As I wrote most of the above on the Monday morning commute, I thought about that latter part of the day before. We got back to the flat at around 5pm, the sun was still high in the sky and the flat just wasn’t the place to spend the rest of the day, so we went out across the mud east of the pier following the near fully ebbed tide. The contrast between our 2pm and our 5pm couldn’t be more stark. We moved quickly through the heaving multitude along the seafront at Southend and out onto the mud flats.

That strip we call a promenade was heaving with people of all types colours and ages; groups, couples, gangs, gaggles and everything in between. We crossed the sand without stopping, hit the foreshore mud that had been churned by thousands of feet from the time the tide turned ... mostly children’s from the myriad impressions.

In front of us for two miles shimmering mud, rills of rapid runoff water, that for maybe centuries, maybe only decades have cut channels in the hard packed silt of the less well walked mud. In places these rills and streams form micro confluences; that in turn, turn into rapid and quite powerful runoff streams that could snatch an unwary person legs from beneath them ... not lethal by any means to an adult, however you would likely wear the abrasions from the encounter for some time.  The heat haze and the mist of evaporate blend the horizon into a mirage of blurred blue and blue grey, a mix of streams, huge inch deep silver blue tidal pools, and wavy ripples in the undisturbed silt. Among all this, the reason a fall in a tidal pool or stream would leave you looking like you’ve been mauled ... Cockles, Oysters and Mussels (I deliberately tried to avoided Alive Alive Oh here), beds like green and black islands strewn across a strange sea where we are giants. The molluscs are what provide the hard structure and stop you sinking too far ... around the corner heading north a bit to the Broom Way, you would only venture onto the mud with an experienced guide unless you could levitate.

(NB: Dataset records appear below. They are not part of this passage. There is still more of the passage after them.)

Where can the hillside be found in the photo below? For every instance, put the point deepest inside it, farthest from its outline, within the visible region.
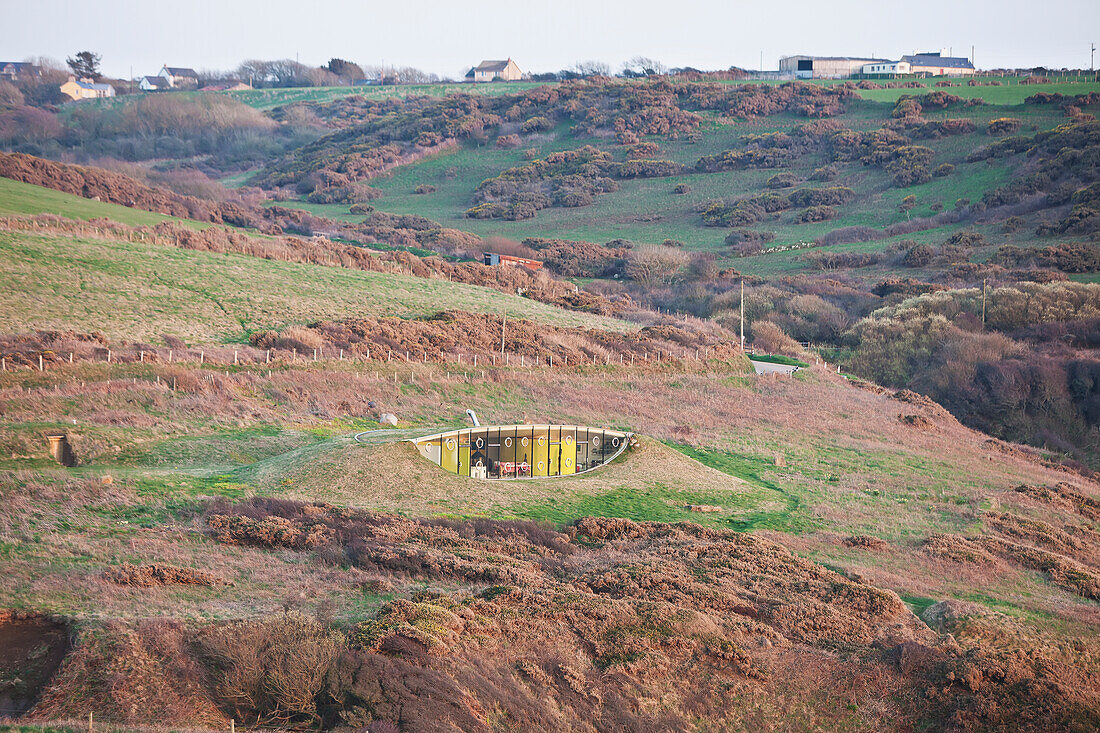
(243, 537)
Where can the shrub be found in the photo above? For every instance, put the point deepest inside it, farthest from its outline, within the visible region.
(770, 338)
(782, 181)
(919, 256)
(818, 214)
(1003, 126)
(536, 124)
(829, 196)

On that seemingly far horizon were ill defined specs that could have been birds at two hundred metres remove or people at 2000 metres remove, floating in and out of the eye. We knew they were people, because when the heat haze settles or the objects move in a certain way, an indeterminate grey dot changes to red and white, or green and black, the colours of clothes. Whether the wanderers were bait diggers or those that followed the tide from first ebb to neap and turn, we won’t know, we turned west half way up the pier to go under it following one of the widest tidal ebb pools, where we discovered the power of hundreds of thousands of gallons of the remaining water running off the foreshore mud in tiny streams. Trying like Ping the duck to catch up with the main body of water before the tide turned back and swamped the mud again.

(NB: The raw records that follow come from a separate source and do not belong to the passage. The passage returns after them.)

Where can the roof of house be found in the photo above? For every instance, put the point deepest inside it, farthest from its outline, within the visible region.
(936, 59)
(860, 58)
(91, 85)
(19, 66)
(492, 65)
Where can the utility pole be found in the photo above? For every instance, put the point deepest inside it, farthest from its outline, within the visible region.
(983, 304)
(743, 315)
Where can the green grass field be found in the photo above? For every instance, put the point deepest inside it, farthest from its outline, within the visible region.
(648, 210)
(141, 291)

All this before us, almost as empty as the fields on the north bank of the River Roach, quietly empty two miles and bit north. However, from the promenade came the distant rattle and hum of the small amusement park, coupled with the screams and woops of the easily pleased, and the over loud noise of amusement arcades, trying to draw in mugs to play Penny Falls (nowadays Ten Penny falls), and slots, and time critical Shoot Em Ups, desiring a pound a play or replay depending on your previous skill or luck.
That stream of concrete, block paving and tarmac populated by the easily thrilled band ... the locus of attention of the most, while the few search for “far other worlds and other seas”.

Be wary of arrogance Finch be wary of judging the throng, wish instead they had yours and Amanda’s eyes.